Das große Problem an ländlichen Gegenden allerdings ist, dass vorhandene Verkehrswege und Leitsysteme selten für solch eine Masse an Fahrzeugen ausgelegt sind. Ohne ordentliches Verkehrskonzept ist die Kapazitätsgrenze schnell erreicht. Wenn wegen Schlechtwetterlagen dann auch noch während der Anreisewelle ganze Parkplätze am Gelände im Schlamm zu versinken drohen oder es während der Anreisewelle zu einem Unfall kommt, kann das dann auch mal zum Mega-Stau führen.
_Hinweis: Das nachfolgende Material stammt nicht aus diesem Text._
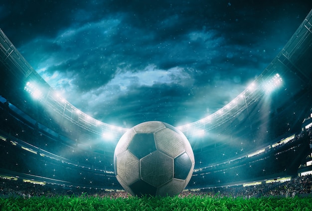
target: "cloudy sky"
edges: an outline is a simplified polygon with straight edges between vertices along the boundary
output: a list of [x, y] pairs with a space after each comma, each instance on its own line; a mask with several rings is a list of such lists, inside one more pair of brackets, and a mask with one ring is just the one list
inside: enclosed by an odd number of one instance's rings
[[310, 0], [4, 0], [0, 28], [88, 115], [176, 126], [243, 91], [311, 9]]

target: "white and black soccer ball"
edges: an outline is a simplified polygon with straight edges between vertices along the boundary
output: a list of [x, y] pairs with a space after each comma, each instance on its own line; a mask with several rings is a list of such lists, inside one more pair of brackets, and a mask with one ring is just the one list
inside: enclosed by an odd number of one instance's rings
[[139, 197], [174, 196], [186, 186], [195, 160], [187, 139], [174, 127], [146, 122], [121, 137], [114, 154], [117, 180]]

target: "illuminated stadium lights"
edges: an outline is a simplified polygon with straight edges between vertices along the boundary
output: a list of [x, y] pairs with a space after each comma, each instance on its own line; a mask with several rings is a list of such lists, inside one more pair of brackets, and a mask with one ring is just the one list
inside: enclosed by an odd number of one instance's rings
[[42, 93], [39, 88], [30, 82], [27, 82], [26, 83], [24, 90], [29, 93], [34, 99], [40, 100], [43, 96]]
[[278, 73], [277, 73], [269, 80], [264, 83], [264, 89], [266, 94], [269, 94], [282, 84], [283, 80]]

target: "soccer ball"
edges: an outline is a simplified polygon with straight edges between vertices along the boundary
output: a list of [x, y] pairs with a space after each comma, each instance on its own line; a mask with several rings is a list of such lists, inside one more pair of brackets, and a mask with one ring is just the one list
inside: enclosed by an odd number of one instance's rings
[[161, 122], [141, 123], [121, 137], [114, 153], [117, 180], [133, 196], [173, 196], [192, 176], [195, 160], [186, 137]]

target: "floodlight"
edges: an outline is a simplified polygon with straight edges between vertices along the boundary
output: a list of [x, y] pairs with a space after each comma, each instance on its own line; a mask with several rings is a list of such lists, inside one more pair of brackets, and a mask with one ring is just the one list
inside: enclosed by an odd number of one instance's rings
[[266, 94], [270, 94], [280, 87], [282, 85], [282, 81], [283, 79], [278, 73], [276, 74], [271, 79], [265, 81], [263, 84], [263, 89]]

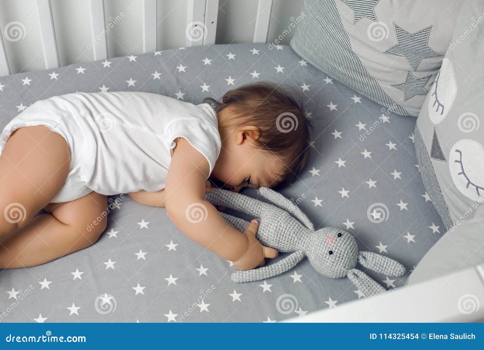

Davon macht auch das Hurricane-Festival keine Ausnahme – bis jetzt, denn mit einer neuen Verkehrsführung entlang der Westerveseder Landstraße (L 131) zwischen dem Scheeßeler Feuerwehrkreisel und dem Gelände, einer neuralgischen Stelle, will der Veranstalter kilometerlange Blechlawinen auf der B 75 verhindern. Dafür gilt ab Donnerstag auf der Landesstraße eine Einbahnstraßenregelung: Autos sollen den linken Fahrstreifen benutzen, für Wohnmobile ist der rechte reserviert. Letztere würden hinter der Bahnüberführung erstmals über Wirtschaftswege zu den für sie bestimmten Stellplätzen umgeleitet, erklärt Festivalleiter Jasper Barendregt. „Wenn die Wohnmobile dann im Stau stehen, stehen sie immer noch nicht bis zum Kreisel.“ Genau das sei es, was man bewirken wolle: Genug Staufläche am Gelände zu bilden, damit man, falls es langsamer vorangeht, in Ruhe nacharbeiten könne.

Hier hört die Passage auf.